A mezzo il ferro; il pie d'orma non parte,

Sempre a il pie fermo, a la man sempre in moto;

Ne scende taglio in van, ne punta a voto."

["They neither shrank, nor vantage sought of ground,

They travers'd not, nor skipt from part to part,

Their blows were neither false, nor feigned found:

In fight, their rage would let them use no art.

Their swords together clash with dreadful sound,

Their feet stand fast, and neither stir nor start,

They move their hands, steadfast their feet remain.

Nor blow nor foin they strook, or thrust in vain."

—Tasso, Gierus. Lib., c. 12, st. 55, Fairfax's translation.]

Butts, tilting, and barriers, the feint of warlike fights, were the exercises of our forefathers: this other exercise is so much the less noble, as it only respects a private end; that teaches us to destroy one another against law and justice, and that every way always produces very ill effects. It is much more worthy and more becoming to exercise ourselves in things that strengthen than that weaken our government and that tend to the public safety and common glory. The consul, Publius Rutilius, was the first who taught the soldiers to handle their arms with skill, and joined art with valour, not for the rise of private quarrel, but for war and the quarrels of the people of Rome; a popular and civil defence. And besides the example of Caesar, who commanded his men to shoot chiefly at the face of Pompey's soldiers in the battle of Pharsalia, a thousand other commanders have also bethought them to invent new forms of weapons and new ways of striking and defending, according as occasion should require.

But as Philopoemen condemned wrestling, wherein he excelled, because the preparatives that were therein employed were differing from those that appertain to military discipline, to which alone he conceived men of honour ought wholly to apply themselves; so it seems to me that this address to which we form our limbs, those writhings and motions young men are taught in this new school, are not only of no use, but rather contrary and hurtful to the practice of fight in battle; and also our people commonly make use of particular weapons, and peculiarly designed for duel; and I have seen, when it has been disapproved, that a gentleman challenged to fight with rapier and poignard appeared in the array of a man-at-arms, and that another should take his cloak instead of his poignard. It is worthy of consideration that Laches in Plato, speaking of learning to fence after our manner, says that he never knew any great soldier come out of that school, especially the masters of it: and, indeed, as to them, our experience tells as much. As to the rest, we may at least conclude that they are qualities of no relation or correspondence; and in the education of the children of his government, Plato interdicts the art of boxing, introduced by Amycus and Epeius, and that of wrestling, by Antaeus and Cercyo, because they have another end than to render youth fit for the service of war and contribute nothing to it. But I see that I have somewhat strayed from my theme.

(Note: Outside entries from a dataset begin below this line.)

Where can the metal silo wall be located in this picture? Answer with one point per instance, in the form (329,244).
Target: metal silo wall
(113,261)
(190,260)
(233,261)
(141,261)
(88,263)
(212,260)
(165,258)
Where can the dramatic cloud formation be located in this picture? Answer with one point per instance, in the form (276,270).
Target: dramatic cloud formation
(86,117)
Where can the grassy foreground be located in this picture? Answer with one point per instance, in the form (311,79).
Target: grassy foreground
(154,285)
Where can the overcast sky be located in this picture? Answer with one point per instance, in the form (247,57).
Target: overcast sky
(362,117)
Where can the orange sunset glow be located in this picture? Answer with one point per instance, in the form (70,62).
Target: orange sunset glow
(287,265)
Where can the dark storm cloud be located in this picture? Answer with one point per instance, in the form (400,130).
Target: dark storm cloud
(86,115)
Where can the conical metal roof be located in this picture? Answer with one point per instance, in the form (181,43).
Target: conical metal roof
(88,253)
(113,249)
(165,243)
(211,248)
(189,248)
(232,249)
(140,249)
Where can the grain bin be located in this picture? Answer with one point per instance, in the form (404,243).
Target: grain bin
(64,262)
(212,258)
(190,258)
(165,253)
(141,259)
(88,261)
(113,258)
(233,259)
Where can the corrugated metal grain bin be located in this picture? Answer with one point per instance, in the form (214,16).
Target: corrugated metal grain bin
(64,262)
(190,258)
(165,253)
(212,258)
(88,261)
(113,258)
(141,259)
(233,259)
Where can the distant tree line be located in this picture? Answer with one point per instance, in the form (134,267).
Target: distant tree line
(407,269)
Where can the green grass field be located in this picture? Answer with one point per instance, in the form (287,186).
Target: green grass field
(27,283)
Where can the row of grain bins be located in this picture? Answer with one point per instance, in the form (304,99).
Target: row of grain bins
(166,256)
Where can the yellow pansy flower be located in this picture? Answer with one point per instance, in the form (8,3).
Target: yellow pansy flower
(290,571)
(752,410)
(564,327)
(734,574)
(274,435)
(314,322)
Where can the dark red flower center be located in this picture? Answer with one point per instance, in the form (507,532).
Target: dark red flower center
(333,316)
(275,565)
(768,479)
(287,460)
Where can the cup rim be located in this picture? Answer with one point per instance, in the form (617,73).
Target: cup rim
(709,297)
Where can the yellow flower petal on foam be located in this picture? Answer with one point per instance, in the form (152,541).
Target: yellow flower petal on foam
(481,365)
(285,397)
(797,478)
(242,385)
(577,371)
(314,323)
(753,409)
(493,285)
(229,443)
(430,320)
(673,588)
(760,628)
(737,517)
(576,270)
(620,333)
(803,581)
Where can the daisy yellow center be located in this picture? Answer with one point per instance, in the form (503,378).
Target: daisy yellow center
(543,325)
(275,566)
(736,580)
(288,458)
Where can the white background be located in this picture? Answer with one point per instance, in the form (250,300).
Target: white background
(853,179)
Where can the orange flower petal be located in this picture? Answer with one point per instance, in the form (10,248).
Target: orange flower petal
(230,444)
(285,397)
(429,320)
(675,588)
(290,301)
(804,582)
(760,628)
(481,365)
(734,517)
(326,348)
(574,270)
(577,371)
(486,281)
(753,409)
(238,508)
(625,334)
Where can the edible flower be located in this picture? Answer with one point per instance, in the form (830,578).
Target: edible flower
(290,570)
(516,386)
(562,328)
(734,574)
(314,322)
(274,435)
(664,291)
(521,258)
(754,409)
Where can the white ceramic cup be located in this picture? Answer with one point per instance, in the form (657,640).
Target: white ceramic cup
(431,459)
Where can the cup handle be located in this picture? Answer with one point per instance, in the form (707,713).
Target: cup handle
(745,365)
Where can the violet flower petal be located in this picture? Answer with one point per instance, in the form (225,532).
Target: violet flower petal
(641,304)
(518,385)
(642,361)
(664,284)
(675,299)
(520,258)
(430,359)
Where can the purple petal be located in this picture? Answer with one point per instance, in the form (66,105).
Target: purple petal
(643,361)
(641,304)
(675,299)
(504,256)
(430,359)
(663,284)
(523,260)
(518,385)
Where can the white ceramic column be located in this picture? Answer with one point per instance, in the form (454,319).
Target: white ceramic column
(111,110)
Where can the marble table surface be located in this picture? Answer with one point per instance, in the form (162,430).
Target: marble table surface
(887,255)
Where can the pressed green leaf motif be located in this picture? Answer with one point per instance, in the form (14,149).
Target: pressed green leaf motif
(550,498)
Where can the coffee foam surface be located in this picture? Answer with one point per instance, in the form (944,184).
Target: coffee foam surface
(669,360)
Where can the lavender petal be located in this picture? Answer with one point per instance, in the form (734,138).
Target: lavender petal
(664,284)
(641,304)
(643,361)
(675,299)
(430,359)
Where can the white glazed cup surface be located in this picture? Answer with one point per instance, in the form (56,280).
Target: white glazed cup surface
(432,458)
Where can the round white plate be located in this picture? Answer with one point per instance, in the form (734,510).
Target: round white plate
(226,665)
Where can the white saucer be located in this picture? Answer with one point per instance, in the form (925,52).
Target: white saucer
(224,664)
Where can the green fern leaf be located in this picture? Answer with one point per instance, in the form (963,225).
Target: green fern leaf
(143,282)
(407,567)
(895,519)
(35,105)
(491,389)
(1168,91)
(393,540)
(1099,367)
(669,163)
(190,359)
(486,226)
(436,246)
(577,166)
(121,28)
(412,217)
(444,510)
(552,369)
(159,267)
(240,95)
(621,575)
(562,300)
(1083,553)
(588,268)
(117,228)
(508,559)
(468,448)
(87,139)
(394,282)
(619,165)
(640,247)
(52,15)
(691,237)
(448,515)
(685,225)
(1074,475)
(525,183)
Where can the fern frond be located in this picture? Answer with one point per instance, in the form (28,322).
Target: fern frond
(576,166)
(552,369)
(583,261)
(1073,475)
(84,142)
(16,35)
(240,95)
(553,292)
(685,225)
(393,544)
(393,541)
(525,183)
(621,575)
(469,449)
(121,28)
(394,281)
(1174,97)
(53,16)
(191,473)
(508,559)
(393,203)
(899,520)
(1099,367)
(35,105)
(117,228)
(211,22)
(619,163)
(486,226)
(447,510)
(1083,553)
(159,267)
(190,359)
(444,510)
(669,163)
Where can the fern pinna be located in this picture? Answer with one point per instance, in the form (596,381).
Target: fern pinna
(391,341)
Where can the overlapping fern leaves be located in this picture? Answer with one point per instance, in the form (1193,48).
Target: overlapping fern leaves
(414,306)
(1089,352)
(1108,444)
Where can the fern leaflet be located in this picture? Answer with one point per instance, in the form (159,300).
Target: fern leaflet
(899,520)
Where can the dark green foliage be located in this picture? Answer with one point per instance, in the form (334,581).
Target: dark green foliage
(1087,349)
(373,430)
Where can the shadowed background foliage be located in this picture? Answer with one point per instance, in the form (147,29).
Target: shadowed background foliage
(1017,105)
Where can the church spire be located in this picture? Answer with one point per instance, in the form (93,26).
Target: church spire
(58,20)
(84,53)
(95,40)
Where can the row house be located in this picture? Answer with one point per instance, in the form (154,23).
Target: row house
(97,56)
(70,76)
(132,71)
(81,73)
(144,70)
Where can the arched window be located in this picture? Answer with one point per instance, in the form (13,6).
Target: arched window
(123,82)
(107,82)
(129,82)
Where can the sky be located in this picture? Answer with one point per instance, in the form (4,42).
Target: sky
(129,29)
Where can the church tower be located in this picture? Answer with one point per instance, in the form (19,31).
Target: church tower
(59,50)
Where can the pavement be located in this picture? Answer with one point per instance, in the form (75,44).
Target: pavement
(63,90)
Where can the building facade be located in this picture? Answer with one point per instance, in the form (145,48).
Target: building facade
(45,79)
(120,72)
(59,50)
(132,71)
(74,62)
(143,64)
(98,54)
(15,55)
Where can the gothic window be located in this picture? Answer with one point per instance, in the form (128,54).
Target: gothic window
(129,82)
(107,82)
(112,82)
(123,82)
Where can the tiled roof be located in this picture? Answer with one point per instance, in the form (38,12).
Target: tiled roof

The Emperor Mauricius, being advertised by dreams and several prognostics, that one Phocas, an obscure soldier, should kill him, questioned his son-in-law, Philip, who this Phocas was, and what were his nature, qualities, and manners; and so soon as Philip, amongst other things, had told him that he was cowardly and timorous, the emperor immediately concluded then that he was a murderer and cruel. What is it that makes tyrants so sanguinary? 'Tis only the solicitude for their own safety, and that their faint hearts can furnish them with no other means of securing themselves than in exterminating those who may hurt them, even so much as women, for fear of a scratch:

"Cuncta ferit, dum cuncta timer."

["He strikes at all who fears all."

—Claudius, in Eutrop., i. 182.]

The first cruelties are exercised for themselves thence springs the fear of a just revenge, which afterwards produces a series of new cruelties, to obliterate one another. Philip, king of Macedon, who had so much to do with the people of Rome, agitated with the horror of so many murders committed by his order, and doubting of being able to keep himself secure from so many families, at divers times mortally injured and offended by him, resolved to seize all the children of those he had caused to be slain, to despatch them daily one after another, and so to establish his own repose.